At the time, only seven black families lived in the project. But after the attack they began to quickly pack up and leave.
The firebombings ushered in a nearly 20-year period in which virtually no blacks lived at Ramona Gardens. Big Hazard had deep connections to the Mexican Mafia prison gang, which influenced Latino gangs and directed attacks on blacks.
Eventually black families started moving back to Ramona Gardens, a sign of progress in a community and a city that had largely put aside the violence of the 1990s. But even then, a gang said to no longer hold the sway that it once did tried to intimidate black residents into leaving. Some threats were verbal. Others came in the form of slurs, like the one written in the dust accumulated on the car of one black resident. In at least one case, a rock was flung through a window.
Still, things seemed to be improving, until two years ago when Molotov cocktails were thrown at the four apartments in Ramona Gardens. Police said they strongly suspected the attacks were racially motivated. At least one resident said at the time that she would ask for an emergency transfer out of the complex, though she noted that things had been calm until the fiery attack. Others insisted they would stay.
At the time of the 2014 attack there were 23 black families living in Ramona Gardens. As of this February, 3% of Ramona Gardens residents were African American, according to the L.A. city housing authority.
The 25-page indictment unsealed Thursday alleges that a sophisticated level of planning went into the attack and describes Big Hazard’s longstanding efforts to scare African Americans away from the project. Gang members would “monitor the activity” of African Americans and threaten those who lived in Ramona Gardens “that they risked harm if they remained,” according to the indictment.
The attack was discussed at a gang meeting in early May 2014, prosecutors allege, where Carlos Hernandez, 31, told gang members that they would use Molotov cocktails to firebomb apartments where black families lived. On May 11 — Mother’s Day — the group met again to plan the attack, according to the indictment.

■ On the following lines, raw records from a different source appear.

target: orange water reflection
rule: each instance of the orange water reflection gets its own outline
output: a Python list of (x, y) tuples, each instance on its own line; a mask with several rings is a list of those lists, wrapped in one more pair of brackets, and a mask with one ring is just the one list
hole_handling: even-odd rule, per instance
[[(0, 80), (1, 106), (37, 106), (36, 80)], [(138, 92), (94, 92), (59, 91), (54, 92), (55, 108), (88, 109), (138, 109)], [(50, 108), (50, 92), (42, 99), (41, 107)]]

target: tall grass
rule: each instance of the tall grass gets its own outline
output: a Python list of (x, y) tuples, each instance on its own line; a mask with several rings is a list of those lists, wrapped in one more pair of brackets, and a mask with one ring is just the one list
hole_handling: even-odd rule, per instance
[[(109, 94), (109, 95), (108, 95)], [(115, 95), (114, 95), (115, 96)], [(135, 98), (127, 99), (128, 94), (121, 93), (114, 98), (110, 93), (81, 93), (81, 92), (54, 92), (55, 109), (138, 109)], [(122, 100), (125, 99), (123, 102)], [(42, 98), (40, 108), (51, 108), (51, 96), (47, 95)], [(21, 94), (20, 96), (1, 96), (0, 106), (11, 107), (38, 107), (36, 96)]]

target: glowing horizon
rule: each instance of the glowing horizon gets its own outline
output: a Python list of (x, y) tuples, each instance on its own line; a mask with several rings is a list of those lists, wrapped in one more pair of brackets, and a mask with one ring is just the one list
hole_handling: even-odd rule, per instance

At that second meeting, prosecutors allege, Hernandez assigned each gang member a specific job: breaking apartment windows, lighting the devices, throwing them inside. He also handed out disguises and gloves, the indictment said.
The group didn’t carry their cellphones so police couldn’t track their movements, prosecutors alleged, and purposely followed a route through Ramona Gardens where security cameras couldn’t record them.
Shortly after midnight, prosecutors allege the group drove into the project and attacked four apartments. In one, the firebomb landed on a couch where a woman and her baby had been sleeping moments earlier, according to the indictment. The woman moved when she heard the window break.
None of the families were hurt in the attacks. Prosecutors said Hernandez cut his arm on broken glass while throwing one of the Molotov cocktails and went to a hospital for treatment.
The threats didn’t stop with the attack, according to the indictment. In September 2014, prosecutors allege, one of the gang members confronted a family and “warned that they should leave Ramona Gardens or that they too would get firebombed.”
On Thursday, Irena Vega sat outside her Ramona Gardens apartment and recalled a firebombing in the 1990s that targeted a black family. As the apartment burned, she said, the family managed to escape with their children through the kitchen.
They were the only black family Vega remembers living in the housing project at the time.
“They left,” she said.
Vega and her 12-year-old grandson said more black families have moved into the housing project, which they said has become safer thanks to increased police patrols and the installation of security cameras. Gang members aren’t as common, Vega added.
“The gangs were heavy around here,” she said. “Now they aren’t.”
Rosa Gonzalez, another longtime resident, agreed that more black families were living at Ramona Gardens and that it was safer. But, she said, the gang still lingers.
“Some are dead, some are in jail, some left,” she said. “The gang is small, but it hasn’t gone away.”